Just like during the Gold Rush, the promise of Silicon Valley has been attracting talent and venture ideas to California for years. The new American Dream, thanks to the last decade of the Silicon Valley reign, transformed into the opportunity to become an entrepreneur, secure easy capital and unlock quick growth to sustain capital consistently.
But if the Valley was a solid bubble for a while, it has certainly burst—or come close to bursting. We are witnessing major shifts in how the Valley operates, what it takes to succeed and what success even looks like moving forward.
There are a few reasons why this shift is inevitable and unraveling as we speak.
One, the change in consumer behavior on a large scale. There is more accountability required on the companies’ side as the users and end consumers demand transparency, authenticity and consciousness from companies. This is a lot an effect of the rise of Big Tech—the giants in tech that have been vilified due to their misuse of data, consistent leaks and cyberattacks, lack of laser focus on user privacy and data protection, as well as larger negative effects of their products on users’ day-to-day lives. Big Tech has become the villain of the Valley—and set a much higher benchmark for newcomers in the industry to earn consumer and investor trust.
This lack of trust has also been shaken by the rise of the “founder” persona—particularly the risky, untrustworthy, opportunistic kind whose outbursts and questionable behavior are no longer accepted and can be publicly judged rather than tolerated.
Two, the massive hit that growth “hacking” and digital advertising has taken. With the App Tracking Transparency changing the game and users becoming more educated on the way their data has been used for advertising purposes, startups are losing the opportunity to target users with the same granularity as before in order to achieve speedy growth and acquire a user base that reassures the investors in the company’s viability. Now, companies (and their founders) need to focus on trust development, strategies around the company’s impact on society and the development of brand capital that can facilitate everything above.
Three, lightning-fast acquisition and growth being insufficient for long-term profitability. With the examples of over-valued companies who are quickly losing their price tag in light of the economic downturn we are moving into, the venture capital and investor world has experienced a significant wake-up call in how they select the ideas and companies to channel their funds into. What were the winning criteria previously—fast growth, the “move fast, break things” mentality, focus on quick wins and short-term targets—these are not enough to win over investors anymore.

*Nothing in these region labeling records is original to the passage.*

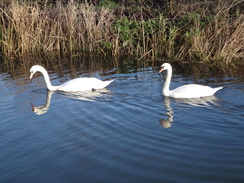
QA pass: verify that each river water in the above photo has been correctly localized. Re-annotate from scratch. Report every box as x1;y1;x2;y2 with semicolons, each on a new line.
0;59;244;183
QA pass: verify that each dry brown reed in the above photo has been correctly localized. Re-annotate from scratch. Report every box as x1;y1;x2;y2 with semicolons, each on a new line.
0;0;244;64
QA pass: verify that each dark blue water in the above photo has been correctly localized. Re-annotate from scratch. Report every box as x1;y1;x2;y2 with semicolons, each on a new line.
0;65;244;183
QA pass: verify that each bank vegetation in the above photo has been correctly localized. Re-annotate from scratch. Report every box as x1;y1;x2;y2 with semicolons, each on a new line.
0;0;244;65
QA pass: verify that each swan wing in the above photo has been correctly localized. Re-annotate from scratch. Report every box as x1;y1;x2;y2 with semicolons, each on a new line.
58;78;113;91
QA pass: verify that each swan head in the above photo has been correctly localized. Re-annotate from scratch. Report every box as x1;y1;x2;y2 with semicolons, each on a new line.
30;65;43;79
158;63;172;73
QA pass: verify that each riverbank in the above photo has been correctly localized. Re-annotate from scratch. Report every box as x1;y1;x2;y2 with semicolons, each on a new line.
0;0;244;66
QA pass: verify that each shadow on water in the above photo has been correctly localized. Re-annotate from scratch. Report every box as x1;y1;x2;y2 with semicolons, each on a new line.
31;88;110;115
160;96;220;128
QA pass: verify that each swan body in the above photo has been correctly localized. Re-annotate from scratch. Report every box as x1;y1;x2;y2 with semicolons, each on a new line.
159;63;223;98
30;65;114;92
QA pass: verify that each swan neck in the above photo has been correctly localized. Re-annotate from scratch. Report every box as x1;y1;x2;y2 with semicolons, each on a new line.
40;69;57;91
163;68;172;96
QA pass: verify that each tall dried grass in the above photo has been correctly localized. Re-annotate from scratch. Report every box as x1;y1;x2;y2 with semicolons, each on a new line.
0;0;244;64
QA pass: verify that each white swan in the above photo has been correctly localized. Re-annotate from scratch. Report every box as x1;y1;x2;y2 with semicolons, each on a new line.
30;65;114;92
159;63;223;98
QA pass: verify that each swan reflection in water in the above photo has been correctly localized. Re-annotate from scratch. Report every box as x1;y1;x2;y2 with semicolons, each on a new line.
31;88;110;115
160;96;219;128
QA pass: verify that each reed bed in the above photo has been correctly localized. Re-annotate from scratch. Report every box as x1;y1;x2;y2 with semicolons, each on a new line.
0;0;244;64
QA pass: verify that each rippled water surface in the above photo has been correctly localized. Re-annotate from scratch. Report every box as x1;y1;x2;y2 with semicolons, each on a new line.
0;62;244;183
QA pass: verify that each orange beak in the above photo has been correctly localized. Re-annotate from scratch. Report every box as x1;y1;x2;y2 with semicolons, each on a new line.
158;68;164;73
30;73;33;79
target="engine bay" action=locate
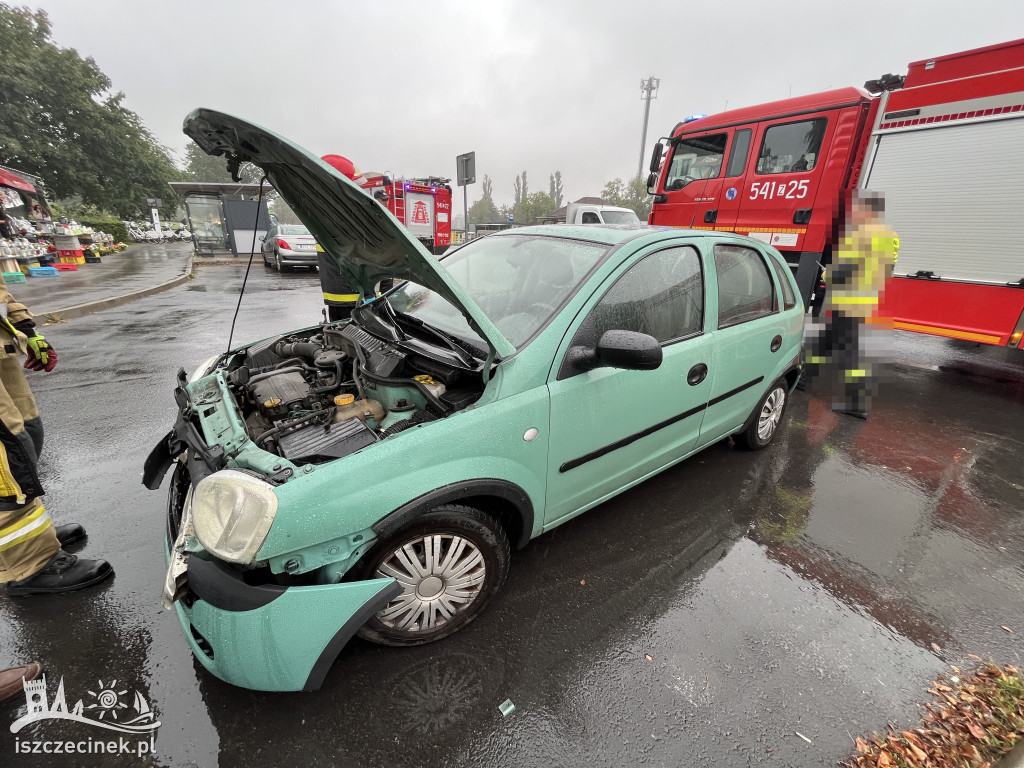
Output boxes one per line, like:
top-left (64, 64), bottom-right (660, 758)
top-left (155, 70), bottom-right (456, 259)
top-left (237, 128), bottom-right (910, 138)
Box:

With all the above in mind, here are the qualities that the next generation of Silicon Valley companies will—and should—share in order to succeed.
1. Sustainable long-term growth.
The next suite of companies to come out of the Valley will not share the same story of skyrocketing growth, and the investors will not be blinded by quick acquisition numbers anymore either. Instead, long-term profitability and gradual, incremental growth will become the markers of an investment-worthy venture.
2. Retention and acquisition.
If user acquisition was the qualifier to secure capital, it wouldn’t be enough to show interest in getting funding—the bigger challenge will become the proof of concept through retention loops that showcase the ongoing interest and need in the product.
3. Conscious companies with intentional impact.
Transparency, intentionality and social responsibility will become key to long-term success for companies because it would mean winning and maintaining user trust. The user buy-in is becoming harder and harder to get—and it’s the most highly contested commodity for a company.
4. Carefully curated founder persona.
The era of charismatic yet intolerable founders is over—and with this, venture capitalists and investors will be channeling their funds into founders who are level-headed, have the necessary expertise, and show proof of the ability to take a company to the next level. Zooming back, founder personas will rarely be the centerpiece of a startup’s brand identity—in addition to ensuring a carefully planned founder repertoire, newcomer companies will focus on fortifying the brand’s reputation first.
5. Building brand equity and community.
Last but not least, the next generation of Silicon Valley companies will develop consistent brand identities tied to the social impact, benefits of the product and promise to the users. While this was easily overlooked in the past decade due to the fact that growth has been largely driven by product, moving forward, startups will need to focus on leveraging brand equity and community-building to solidify their growth trajectory, get user support and show proof of sustainable growth to investors.
Conclusion
Change is the only constant—and it was only a matter of time before this rule applies to how Silicon Valley operates as well. The romanticized notion of becoming a founder, easily securing capital, and building the next Facebook or Google becomes more and more like a myth. As this “bubble” of opportunity is bursting, true merit, strong branding, intentionality, impact, corporate responsibility, and, of course, retention, in addition to acquisition, become some of the many factors that will identify winning and losing startups of the next generation.
Succeeding in Silicon Valley won’t be a guarantee or a high-chance win anymore; instead, it will be a challenge only those who adapt will overcome.